9. Frequently Asked Questions
What are the 7 layers of the OSI model?
Bottom to top: Physical (bit transmission), Data Link (frames, MAC addresses), Network (packets, IP routing), Transport (end-to-end delivery, TCP/UDP), Session (session management), Presentation (encryption, data format), Application (user-facing protocols like HTTP, DNS). Mnemonic top-to-bottom: “All People Seem To Need Data Processing.”
What is the difference between OSI model and TCP/IP model?
OSI has 7 layers and is a theoretical reference model developed by ISO for standardisation. TCP/IP has 4 layers and is the practical protocol suite that runs the internet. TCP/IP combines OSI’s Session, Presentation, and Application into one Application layer, and merges Physical and Data Link into Network Access. OSI was designed after TCP/IP to provide a vendor-neutral standard; TCP/IP actually powers all internet communication today.
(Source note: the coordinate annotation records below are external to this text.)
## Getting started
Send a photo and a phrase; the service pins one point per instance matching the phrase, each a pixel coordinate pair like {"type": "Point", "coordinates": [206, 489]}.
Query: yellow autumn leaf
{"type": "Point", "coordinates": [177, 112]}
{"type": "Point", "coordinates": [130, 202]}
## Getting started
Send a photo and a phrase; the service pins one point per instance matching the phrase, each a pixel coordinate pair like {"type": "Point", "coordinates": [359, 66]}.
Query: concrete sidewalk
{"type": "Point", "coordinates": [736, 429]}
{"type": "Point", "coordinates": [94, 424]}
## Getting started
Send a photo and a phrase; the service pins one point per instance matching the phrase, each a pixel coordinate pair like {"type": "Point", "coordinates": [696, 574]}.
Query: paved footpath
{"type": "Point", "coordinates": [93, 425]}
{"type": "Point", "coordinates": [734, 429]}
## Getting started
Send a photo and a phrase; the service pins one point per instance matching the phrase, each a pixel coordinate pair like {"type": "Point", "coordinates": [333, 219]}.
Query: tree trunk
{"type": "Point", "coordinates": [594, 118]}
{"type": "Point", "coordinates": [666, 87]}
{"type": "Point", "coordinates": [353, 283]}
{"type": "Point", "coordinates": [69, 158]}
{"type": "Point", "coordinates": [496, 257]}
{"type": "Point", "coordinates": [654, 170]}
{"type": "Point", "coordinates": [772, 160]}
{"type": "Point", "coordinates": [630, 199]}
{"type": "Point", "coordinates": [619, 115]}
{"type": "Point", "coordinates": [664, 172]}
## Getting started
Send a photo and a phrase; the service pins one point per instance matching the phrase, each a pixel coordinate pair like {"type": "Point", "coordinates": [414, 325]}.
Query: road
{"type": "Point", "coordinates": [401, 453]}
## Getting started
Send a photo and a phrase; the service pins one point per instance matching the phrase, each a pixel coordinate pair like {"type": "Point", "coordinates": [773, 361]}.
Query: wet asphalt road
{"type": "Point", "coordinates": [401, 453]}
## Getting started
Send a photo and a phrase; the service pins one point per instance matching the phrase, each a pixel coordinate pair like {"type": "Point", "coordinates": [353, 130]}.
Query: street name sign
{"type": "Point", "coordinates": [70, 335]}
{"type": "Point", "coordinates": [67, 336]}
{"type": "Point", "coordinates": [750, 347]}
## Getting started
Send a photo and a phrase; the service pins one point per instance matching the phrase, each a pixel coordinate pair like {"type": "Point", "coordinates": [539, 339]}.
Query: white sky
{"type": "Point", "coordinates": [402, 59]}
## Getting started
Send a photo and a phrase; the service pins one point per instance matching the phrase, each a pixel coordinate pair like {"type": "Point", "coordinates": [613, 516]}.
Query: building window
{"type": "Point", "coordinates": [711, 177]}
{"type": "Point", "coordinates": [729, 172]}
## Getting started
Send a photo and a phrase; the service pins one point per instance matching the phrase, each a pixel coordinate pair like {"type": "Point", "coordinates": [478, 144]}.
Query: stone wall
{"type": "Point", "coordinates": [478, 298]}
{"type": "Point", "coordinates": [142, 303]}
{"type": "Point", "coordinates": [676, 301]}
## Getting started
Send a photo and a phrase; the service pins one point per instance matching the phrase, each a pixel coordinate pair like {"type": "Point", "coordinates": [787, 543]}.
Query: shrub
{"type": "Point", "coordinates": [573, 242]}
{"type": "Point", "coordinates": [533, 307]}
What is encapsulation in networking?
Encapsulation is the process of adding headers (and trailers) to data as it travels down the OSI layers. Application data gets a Transport header (→ segment), then a Network header (→ packet), then a Data Link header + trailer (→ frame), then converted to bits. At the receiver, each layer reads and removes its own header (decapsulation), passing data upward until the original message reaches the application.
What protocols work at each OSI layer?
Physical: Ethernet specs, USB, Bluetooth signals. Data Link: Ethernet MAC, Wi-Fi (802.11), PPP. Network: IPv4, IPv6, ICMP, ARP, OSPF, BGP. Transport: TCP, UDP. Session: NetBIOS, RPC. Presentation: TLS/SSL, JPEG, ASCII. Application: HTTP, HTTPS, FTP, SMTP, DNS, DHCP, SSH. In TCP/IP practice, all upper-layer protocols (Session + Presentation + Application) are treated as Application layer.
Why was the OSI model created if TCP/IP already existed?
TCP/IP was developed in the 1970s for a specific use case (ARPANET military network) and was already deployed when OSI was published in 1984. ISO created OSI as a vendor-neutral, technology-independent reference model to standardise how any network technology should be structured — not tied to TCP/IP’s specific implementation. OSI was meant to replace TCP/IP with a universal standard, but TCP/IP’s widespread adoption made that impossible. Today, OSI serves as the conceptual framework for understanding networking; TCP/IP is what actually runs.